I don't disagree with this. There is a "proper" and "scientific" way to approach TA-- I am not saying that this works-- or makes sense-- but at least it follow proper protocol--- unlike those on this site that claim to use probabilities , stats, and science but are really just looking at charts and guesing yet have self deluded themselves into believing differently. That's my primary issue with TA folks--- surf
In fact, if they mention money management or other REAL trading facts-- sales DROP-- because it isn't what people want to hear. surf
CORRECT. This is evident by the fact that there is very little interest in the risk management forum here and that should be the most read.

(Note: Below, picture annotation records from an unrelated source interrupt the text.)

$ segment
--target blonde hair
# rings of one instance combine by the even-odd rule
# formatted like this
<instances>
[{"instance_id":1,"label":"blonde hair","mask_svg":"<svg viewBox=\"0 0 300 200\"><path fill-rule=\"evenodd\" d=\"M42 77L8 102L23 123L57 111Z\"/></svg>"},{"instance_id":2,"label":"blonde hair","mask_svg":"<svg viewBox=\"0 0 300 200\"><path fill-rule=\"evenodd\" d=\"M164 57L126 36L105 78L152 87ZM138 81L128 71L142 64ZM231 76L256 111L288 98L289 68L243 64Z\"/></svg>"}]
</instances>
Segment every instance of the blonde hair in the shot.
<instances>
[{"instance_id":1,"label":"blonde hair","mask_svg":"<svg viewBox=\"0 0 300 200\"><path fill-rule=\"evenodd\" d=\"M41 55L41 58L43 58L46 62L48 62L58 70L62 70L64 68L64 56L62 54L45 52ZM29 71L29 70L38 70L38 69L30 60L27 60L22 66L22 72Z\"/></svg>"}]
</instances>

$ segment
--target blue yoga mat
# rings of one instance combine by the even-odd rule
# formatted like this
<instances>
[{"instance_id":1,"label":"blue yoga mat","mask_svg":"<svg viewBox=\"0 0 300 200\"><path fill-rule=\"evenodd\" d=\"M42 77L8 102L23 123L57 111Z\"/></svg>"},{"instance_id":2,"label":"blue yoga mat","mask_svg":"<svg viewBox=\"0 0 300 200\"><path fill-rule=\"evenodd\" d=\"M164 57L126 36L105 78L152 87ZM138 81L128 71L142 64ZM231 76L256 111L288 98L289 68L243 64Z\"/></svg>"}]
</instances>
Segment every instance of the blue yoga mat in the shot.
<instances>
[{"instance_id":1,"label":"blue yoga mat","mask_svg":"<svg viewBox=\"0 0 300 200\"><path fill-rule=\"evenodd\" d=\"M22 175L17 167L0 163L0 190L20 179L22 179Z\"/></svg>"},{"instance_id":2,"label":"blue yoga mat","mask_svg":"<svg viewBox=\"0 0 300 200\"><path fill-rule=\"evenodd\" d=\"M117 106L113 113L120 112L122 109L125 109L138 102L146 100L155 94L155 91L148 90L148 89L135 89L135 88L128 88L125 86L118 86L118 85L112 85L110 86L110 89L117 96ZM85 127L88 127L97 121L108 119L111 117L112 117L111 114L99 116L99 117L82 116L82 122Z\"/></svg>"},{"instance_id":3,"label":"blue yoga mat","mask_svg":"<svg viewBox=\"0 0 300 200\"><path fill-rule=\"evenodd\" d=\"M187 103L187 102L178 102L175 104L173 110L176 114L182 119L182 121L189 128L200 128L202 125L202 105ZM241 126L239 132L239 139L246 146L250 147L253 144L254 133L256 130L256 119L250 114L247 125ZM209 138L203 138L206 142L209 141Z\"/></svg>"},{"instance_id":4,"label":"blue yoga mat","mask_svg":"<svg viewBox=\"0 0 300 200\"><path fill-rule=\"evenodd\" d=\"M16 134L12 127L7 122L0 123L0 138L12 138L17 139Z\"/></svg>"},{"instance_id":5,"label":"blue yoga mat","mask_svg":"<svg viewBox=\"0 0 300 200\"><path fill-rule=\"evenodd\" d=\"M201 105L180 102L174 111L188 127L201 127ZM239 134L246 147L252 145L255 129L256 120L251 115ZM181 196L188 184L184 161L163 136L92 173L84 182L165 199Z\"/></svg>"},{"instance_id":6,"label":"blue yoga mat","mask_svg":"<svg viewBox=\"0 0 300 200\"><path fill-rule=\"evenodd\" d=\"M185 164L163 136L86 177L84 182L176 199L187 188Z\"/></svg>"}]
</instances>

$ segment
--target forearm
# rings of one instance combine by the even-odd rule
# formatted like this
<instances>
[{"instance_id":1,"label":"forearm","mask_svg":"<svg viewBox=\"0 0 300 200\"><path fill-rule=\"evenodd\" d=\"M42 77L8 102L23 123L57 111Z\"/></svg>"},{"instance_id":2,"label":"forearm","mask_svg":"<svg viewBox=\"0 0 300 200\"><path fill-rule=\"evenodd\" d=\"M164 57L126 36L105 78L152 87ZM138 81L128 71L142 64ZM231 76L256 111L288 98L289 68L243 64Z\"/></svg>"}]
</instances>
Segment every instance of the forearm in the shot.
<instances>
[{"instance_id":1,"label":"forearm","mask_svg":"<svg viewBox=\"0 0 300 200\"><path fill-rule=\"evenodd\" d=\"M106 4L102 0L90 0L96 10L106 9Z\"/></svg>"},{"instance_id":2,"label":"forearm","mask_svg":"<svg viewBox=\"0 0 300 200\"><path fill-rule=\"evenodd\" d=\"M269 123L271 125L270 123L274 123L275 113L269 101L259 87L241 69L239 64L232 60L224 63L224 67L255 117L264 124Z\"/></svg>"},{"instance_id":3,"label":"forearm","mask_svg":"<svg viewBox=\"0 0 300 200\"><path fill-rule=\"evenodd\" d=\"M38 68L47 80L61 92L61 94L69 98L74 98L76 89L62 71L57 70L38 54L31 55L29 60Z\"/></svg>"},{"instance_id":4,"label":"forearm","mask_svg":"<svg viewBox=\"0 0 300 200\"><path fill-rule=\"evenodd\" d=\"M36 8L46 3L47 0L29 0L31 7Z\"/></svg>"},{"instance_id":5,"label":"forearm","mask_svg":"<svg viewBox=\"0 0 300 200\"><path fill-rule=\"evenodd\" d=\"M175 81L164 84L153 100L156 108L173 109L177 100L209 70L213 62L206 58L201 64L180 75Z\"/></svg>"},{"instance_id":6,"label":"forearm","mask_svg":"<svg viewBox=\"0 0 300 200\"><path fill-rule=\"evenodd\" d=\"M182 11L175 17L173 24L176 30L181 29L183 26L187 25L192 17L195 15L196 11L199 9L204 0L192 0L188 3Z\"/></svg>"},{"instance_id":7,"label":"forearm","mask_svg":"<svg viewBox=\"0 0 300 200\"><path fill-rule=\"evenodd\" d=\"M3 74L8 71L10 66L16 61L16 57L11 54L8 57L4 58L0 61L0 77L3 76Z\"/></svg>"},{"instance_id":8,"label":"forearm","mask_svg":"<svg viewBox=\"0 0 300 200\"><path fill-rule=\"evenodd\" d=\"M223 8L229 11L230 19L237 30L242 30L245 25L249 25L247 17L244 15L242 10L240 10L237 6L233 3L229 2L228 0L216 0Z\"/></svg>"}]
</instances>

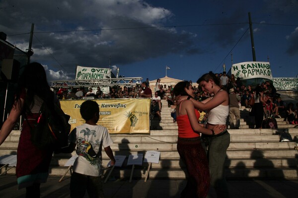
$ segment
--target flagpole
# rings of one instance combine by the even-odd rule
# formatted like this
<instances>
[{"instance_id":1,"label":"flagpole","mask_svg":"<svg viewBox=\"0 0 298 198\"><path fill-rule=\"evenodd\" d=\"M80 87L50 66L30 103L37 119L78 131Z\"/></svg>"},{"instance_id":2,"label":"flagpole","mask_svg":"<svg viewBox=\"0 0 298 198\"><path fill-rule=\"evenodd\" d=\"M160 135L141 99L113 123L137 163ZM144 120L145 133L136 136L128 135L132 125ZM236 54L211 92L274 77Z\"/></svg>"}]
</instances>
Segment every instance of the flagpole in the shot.
<instances>
[{"instance_id":1,"label":"flagpole","mask_svg":"<svg viewBox=\"0 0 298 198\"><path fill-rule=\"evenodd\" d=\"M167 70L167 69L166 69L166 65L165 65L165 76L166 76L166 70Z\"/></svg>"}]
</instances>

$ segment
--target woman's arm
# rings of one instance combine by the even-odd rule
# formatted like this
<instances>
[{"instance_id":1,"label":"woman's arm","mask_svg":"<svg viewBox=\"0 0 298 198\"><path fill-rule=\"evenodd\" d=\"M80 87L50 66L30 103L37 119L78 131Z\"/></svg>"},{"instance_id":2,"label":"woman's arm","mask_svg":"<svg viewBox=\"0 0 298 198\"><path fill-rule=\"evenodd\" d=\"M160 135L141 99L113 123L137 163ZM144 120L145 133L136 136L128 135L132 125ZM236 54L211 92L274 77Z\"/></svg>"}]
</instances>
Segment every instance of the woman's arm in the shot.
<instances>
[{"instance_id":1,"label":"woman's arm","mask_svg":"<svg viewBox=\"0 0 298 198\"><path fill-rule=\"evenodd\" d=\"M182 105L182 104L181 104ZM183 107L185 108L188 119L190 122L192 128L194 131L198 133L201 133L206 135L217 135L224 131L225 128L225 125L217 125L213 128L215 134L213 134L211 129L204 128L200 125L197 119L196 114L195 113L195 107L192 102L190 101L185 101L183 102Z\"/></svg>"},{"instance_id":2,"label":"woman's arm","mask_svg":"<svg viewBox=\"0 0 298 198\"><path fill-rule=\"evenodd\" d=\"M208 100L206 100L208 99ZM228 96L227 93L225 91L220 91L217 94L216 94L212 98L207 99L204 100L204 102L201 102L196 100L194 99L190 99L193 102L195 107L202 110L209 110L216 107L223 103L226 103L224 105L228 105ZM205 100L206 100L205 101Z\"/></svg>"},{"instance_id":3,"label":"woman's arm","mask_svg":"<svg viewBox=\"0 0 298 198\"><path fill-rule=\"evenodd\" d=\"M18 118L21 115L23 104L24 100L22 99L19 99L18 102L14 102L13 104L9 115L3 123L0 131L0 145L3 143L13 129Z\"/></svg>"}]
</instances>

I don't agree. The first thing you need is a very good trading system.This system should keep you informed all the time so that you can get out if needed. The only reason why I need risk management is in case of an emergency. And that risk management is very simple and very effective: I put a stop at X points. That's all I need. So most reading should be done about building a very good trading system. The better the system the less you will need risk management.
It's not that simple. Your risk of ruin over a large time-span is partially determined based on your stop placement. Using X derived from the average true range is not good enough unless you have an edge sharper than any PA-trading teacher's. What do you use?
Math. Last 10 years never a drawdown bigger than 30%. No losing months. Stops at 0.15% of entry. Don't use ATR.